Clear out your living space and you clear out your mind. And vice versa. I don’t remember where or when I picked up that bit of wisdom, but over the years, it has proven to be true. I’m back in the de-cluttering mode, a task I started in the spring, and continued in fits and starts since then.
Most of the stuff I’ve collected over the years is made of paper: countless boxes of books, piles of notebooks and journals, file boxes of essays composed during various academic forays, and a few portfolios of drawings. Layers of artifacts. One trunk is even filled with genealogical lore. My mother was into that. I am not, and yet I don’t quite know what to do with these small black and white prints carefully pasted into albums nearly 100 years ago. I recognize very few of these aunts, uncles, and distant cousins. I’ve lost track of anyone who might value the prints, and yet, there they are, my ancestors. It doesn’t feel right to just pitch them into the trash. So they’ll sit a while longer in the garage, taking up space.

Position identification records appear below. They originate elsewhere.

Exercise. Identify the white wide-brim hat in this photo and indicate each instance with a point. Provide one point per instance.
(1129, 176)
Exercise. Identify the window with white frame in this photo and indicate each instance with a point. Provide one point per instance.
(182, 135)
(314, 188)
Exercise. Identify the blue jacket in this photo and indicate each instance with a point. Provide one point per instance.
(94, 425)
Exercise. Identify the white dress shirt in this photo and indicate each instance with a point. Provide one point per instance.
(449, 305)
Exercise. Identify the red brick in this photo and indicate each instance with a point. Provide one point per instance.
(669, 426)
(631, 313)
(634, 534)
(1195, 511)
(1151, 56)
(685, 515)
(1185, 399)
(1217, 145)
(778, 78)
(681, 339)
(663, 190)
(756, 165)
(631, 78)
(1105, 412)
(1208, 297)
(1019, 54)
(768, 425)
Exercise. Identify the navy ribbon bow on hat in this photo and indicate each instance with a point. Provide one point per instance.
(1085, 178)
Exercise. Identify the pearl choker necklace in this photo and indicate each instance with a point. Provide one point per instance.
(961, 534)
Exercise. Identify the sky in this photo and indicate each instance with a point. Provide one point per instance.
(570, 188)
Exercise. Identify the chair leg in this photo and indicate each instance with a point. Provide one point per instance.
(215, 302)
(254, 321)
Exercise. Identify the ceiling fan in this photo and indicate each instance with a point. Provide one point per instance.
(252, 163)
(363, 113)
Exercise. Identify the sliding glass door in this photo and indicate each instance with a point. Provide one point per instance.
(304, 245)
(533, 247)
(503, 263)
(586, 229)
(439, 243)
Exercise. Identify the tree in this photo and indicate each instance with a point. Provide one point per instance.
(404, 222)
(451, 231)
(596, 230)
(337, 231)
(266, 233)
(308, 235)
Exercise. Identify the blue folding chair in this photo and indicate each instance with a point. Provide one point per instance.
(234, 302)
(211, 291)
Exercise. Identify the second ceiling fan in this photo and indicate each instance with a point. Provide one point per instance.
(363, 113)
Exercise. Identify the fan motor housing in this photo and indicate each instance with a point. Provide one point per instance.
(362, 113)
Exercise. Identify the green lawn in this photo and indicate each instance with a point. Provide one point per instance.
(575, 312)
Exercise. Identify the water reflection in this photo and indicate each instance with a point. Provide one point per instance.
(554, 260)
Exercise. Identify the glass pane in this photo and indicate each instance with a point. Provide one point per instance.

I believe this is a good analogy to some of what clutters the mind – there is much we are attached to that no longer serves any purpose. It just takes up space. What we need is the wisdom and will to make a clean cut, an energy shown in traditional images of Manjushri, the Buddha of Wisdom, whose right hand holds a flaming sword which can cut through our knots of confusion.
While sorting through old books, journals, and papers, I find that most have lost their meaning. A few mark important phases of life, and I hang onto them like graduation or wedding photos, or a favorite old coffee cup. Only a very small minority of items seem current. A rare find was this personal statement I included in a brochure for a local storytelling festival in 2001. It would fit this blog today.
“I believe we all tell ourselves stories almost all of the time, largely unnoticed interior narratives of what we are like and what the world is like. Telling or listening to stories in a “formal” setting, besides being pure fun, can invite us to re-imagine our own lives. Our lives may not be so different from the lives of the characters of Story. Anywhere can be the crossroads, and any voice can be the helpful creature by the side of the path, and the Water of Life may be nearer than we think.”
Archaeologists uncover pot shards and skulls and try to figure out what vanished people were like. I periodically sift through these relics and find myself wondering what my vanished selves were really like. There are threads of continuity, of course, but I think they’re a lot more subtle than I ordinarily imagine, like a fluttering movement, glimpsed at the corner of the eyes.
In the end, I really believe that these day-to-day selves come down to a matter of just which stories we favor and tell ourselves over and over. Which papers, books, and pot shards we keep nearby.
I think it’s a lot like the movie, Secondhand Lions, which is all about stories, when Hub (Robert Duvall) says, “If you want to believe in something, believe in it. Doesn’t matter if it isn’t true. You believe in it anyway.”